This is a charming first love story, different in that the first love is Marilyn Monroe and her suitor is a third assistant director (a glorified gofer) on her 1957 picture The Prince and the Showgirl. The picture co-starred and was directed by Laurence Olivier, who is played by Kenneth Branagh. Branagh was fine and nominated, though I’m not sure deservedly so. His primary posture is one of exasperation.
It is Monroe who exasperates Olivier, because she is tardy, skittish, unprofessional and seemingly over-handled by her method acting coach and her business manager. Pills are used to control her. Thus, she seeks companionship and escape with the gofer, played with wide-eyed innocence but occasional steel by Eddie Redmayne (Redmayne is a little distracting – he has lips that rival the collagen-induced monstrosities of Barbara Hershey, Meg Ryan, at al.)
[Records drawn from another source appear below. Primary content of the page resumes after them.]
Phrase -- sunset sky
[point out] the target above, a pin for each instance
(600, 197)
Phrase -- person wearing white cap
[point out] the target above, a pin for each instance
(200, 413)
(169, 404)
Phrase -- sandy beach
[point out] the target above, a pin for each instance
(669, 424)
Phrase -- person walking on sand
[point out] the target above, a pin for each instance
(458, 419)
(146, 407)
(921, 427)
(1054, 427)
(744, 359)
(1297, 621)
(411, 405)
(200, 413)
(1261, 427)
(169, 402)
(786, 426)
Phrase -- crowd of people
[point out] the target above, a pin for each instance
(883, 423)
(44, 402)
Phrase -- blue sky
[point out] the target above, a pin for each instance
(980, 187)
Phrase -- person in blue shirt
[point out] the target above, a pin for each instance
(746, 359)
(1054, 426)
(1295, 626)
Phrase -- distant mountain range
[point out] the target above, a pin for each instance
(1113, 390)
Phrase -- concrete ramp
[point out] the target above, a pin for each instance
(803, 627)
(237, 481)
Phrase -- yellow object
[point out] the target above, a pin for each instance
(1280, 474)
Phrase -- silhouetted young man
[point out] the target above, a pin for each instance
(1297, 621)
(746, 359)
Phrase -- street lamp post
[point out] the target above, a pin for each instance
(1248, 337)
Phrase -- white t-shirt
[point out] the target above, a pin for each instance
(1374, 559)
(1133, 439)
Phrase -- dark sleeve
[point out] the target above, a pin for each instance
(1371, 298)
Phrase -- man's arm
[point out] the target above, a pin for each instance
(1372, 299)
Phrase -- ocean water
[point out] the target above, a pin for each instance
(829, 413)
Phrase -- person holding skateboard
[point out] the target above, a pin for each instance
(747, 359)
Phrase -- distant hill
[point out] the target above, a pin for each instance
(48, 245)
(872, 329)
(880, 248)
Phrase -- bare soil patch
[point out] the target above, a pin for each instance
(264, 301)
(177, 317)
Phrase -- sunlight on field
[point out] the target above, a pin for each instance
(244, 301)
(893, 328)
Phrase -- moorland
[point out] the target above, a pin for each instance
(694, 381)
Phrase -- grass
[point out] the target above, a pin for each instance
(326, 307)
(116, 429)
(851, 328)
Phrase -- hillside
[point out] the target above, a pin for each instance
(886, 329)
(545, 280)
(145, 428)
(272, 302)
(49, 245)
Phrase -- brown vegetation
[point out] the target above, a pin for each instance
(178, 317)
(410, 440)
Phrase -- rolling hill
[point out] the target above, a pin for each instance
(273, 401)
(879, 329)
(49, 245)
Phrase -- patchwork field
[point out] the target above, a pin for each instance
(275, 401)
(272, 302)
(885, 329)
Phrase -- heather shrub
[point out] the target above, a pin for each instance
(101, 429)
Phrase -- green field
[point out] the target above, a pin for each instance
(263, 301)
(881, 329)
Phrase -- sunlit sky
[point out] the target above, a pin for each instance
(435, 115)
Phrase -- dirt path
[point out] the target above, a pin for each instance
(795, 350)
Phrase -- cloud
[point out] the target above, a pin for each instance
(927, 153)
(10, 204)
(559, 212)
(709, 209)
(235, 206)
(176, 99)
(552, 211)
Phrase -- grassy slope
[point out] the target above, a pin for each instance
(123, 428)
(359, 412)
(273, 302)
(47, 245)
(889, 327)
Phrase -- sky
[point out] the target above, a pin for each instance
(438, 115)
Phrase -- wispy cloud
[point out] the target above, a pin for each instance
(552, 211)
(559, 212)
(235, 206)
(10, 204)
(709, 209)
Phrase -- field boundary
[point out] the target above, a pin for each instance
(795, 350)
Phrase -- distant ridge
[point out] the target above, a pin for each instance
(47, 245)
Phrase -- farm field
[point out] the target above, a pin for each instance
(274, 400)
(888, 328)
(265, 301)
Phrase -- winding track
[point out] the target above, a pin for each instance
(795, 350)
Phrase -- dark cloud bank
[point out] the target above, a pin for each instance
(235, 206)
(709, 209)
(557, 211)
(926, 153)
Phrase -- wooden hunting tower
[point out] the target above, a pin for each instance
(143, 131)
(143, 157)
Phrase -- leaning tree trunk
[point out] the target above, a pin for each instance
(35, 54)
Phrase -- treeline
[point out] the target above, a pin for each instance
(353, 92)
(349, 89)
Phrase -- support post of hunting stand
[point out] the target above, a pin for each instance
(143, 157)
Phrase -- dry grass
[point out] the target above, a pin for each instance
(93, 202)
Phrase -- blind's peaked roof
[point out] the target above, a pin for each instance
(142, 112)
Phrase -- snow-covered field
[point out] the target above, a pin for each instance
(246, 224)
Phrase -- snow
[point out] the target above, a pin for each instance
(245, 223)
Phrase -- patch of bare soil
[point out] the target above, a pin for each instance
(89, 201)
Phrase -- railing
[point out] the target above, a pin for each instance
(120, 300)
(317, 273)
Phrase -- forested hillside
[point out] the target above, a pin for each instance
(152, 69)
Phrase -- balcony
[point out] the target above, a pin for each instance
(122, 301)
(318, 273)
Williams was nominated and deservedly so. She’s a perfect confluence of beauty, sensuality, naivete’ and whore. At times, she was so stunning that you could understand the entire Monroe worship.
Best, the story is sweet but not sugary, and economical. It also has a great sense of time and sports some nice supporting turns by Dominic Cooper and Toby Jones as her weasel management and especially Julia Ormond as Olivier’s aging and jealous wife at the time, Vivien Leigh. Leigh is obviously wary of Olivier working with Monroe which results in a great exchange with the smitten gofer:
Of course, Larry would never leave me. (Pause) But, if anything were to happen, you would let me know, wouldn’t you?
I’m sure he loves you very much.
There is a flash of sudden anger in her expression.
Oh, don’t be such a boy!
COLIN looks shaken and she touches his hand in contrition.
At least you still adore me, don’t you?
Of course. Everyone does.
There is a wintry bleakness in her face for a second.
I’m 43, darling. No one will love me for much longer. Not even you.
To the extent there is a weakness in the picture, however, it is implicit in the character of Monroe and not the film. Monroe is so iconic as to be both beguiling and ridiculous. Her end was tragic and elicits the syrup ladled out by Elton John’s “Candle in the Wind” (which can be dusted off and updated for a Princess Di and had Elton and she been friends, probably Anna Nicole Smith). Luckily, we are spared the cruelties that lay in store for Marilyn, but the film does take for granted her absolute boundless and radiating talent.
It’s a tough sell. Monroe was beautiful and seductive and had the ditzy blond bit down pat. But had she not been such a notorious pain in the and piece of ass, vexing Olivier and Gable and bedding DiMaggio, Miller and two Kennedys, would she be the goddess of today or . . . Anna Farris?